Here is a more sensible shape:

public sealed class PaymentWorker(
    IServiceScopeFactory scopeFactory,
    ILogger<PaymentWorker> logger)
    : BackgroundService
{
    private static readonly TimeSpan IdleDelay = TimeSpan.FromSeconds(5);
    private static readonly TimeSpan FailureDelay = TimeSpan.FromSeconds(30);

    protected override async Task ExecuteAsync(CancellationToken stopToken)
    {
        logger.LogInformation("Payment worker started.");

        while (!stopToken.IsCancellationRequested)
        {
            try
            {
                var processed = await ProcessBatchAsync(stopToken);

                if (processed == 0)
                {
                    await Task.Delay(IdleDelay, stopToken);
                }
            }
            catch (OperationCanceledException) when (stopToken.IsCancellationRequested)
            {
                break;
            }
            catch (Exception ex)
            {
                logger.LogError(ex, "Payment worker batch failed.");

                await Task.Delay(FailureDelay, stopToken);
            }
        }

        logger.LogInformation("Payment worker stopped.");
    }

    private async Task<int> ProcessBatchAsync(CancellationToken stopToken)
    {
        await using var scope = scopeFactory.CreateAsyncScope();

        var processor = scope.ServiceProvider
            .GetRequiredService<PaymentProcessor>();

        return await processor.ProcessNextBatchAsync(stopToken);
    }
}

This version is still small, but the behaviour is much easier to reason about. Cancellation now flows through the worker properly, idle periods don’t cause a tight loop, and failures are handled separately from shutdown. The worker also creates scoped dependencies in the right place and gives the processor a simple way to tell the loop whether any work was actually done. It still needs domain level safety around idempotency, ownership, retries, and state transitions. The loop cannot solve those alone. But it no longer makes everything worse by default.
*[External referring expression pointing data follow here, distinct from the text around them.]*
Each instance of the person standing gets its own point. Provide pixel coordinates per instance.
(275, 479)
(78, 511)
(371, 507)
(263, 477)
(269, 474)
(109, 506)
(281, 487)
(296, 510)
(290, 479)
The worker should be observable

A worker that only logs errors is hard to operate. You want to know whether it is alive, whether it is doing useful work, how long batches take, how many items it processes, how often it fails, and how old the oldest pending item is. That last one is especially useful. Queue length can lie. A queue with 100 items may be fine if they are fresh. A queue with 3 items may be a serious problem if the oldest one is 12 hours old. At a minimum, record batch duration, processed count, failure count, retry count, and work age. If the worker handles business-critical tasks, expose those numbers in dashboards and alerts.

A background worker should not be trusted just because the process is running. The process can be healthy while the worker is stuck. The worker can be running while the work is failing. Health checks need to reflect actual progress, not just application uptime.

The line is dangerous because it hides decisions

while (true) is not evil.

The problem is that the loop often appears before the team has decided how the worker should behave under pressure. An idle queue, a failed database call, a half-successful external API request, or a poison message all need different handling. So does deployment shutdown. So does running more than one worker at the same time. Those decisions are easy to ignore when the code is just a loop. They’re much harder to ignore at 2am when the same job keeps running, failing, retrying, and touching production data. A good worker answers those questions in code. A bad worker answers them during the incident.

The most dangerous line in a .NET background worker is not dangerous because it is clever.

Its dangerous because it is ordinary.

while (true)

It slips through code review because everyone understands it. It works locally because there is no real load, no deployment pressure, no duplicate worker, no flaky dependency, and no awkward half-success from an external provider. Then production adds all of those things at once.

A background worker is not just a loop. It is a production workflow running without a user watching it. Treat it with the same seriousness you give your APIs, because when it fails, it may fail quietly, repeatedly, and expensively.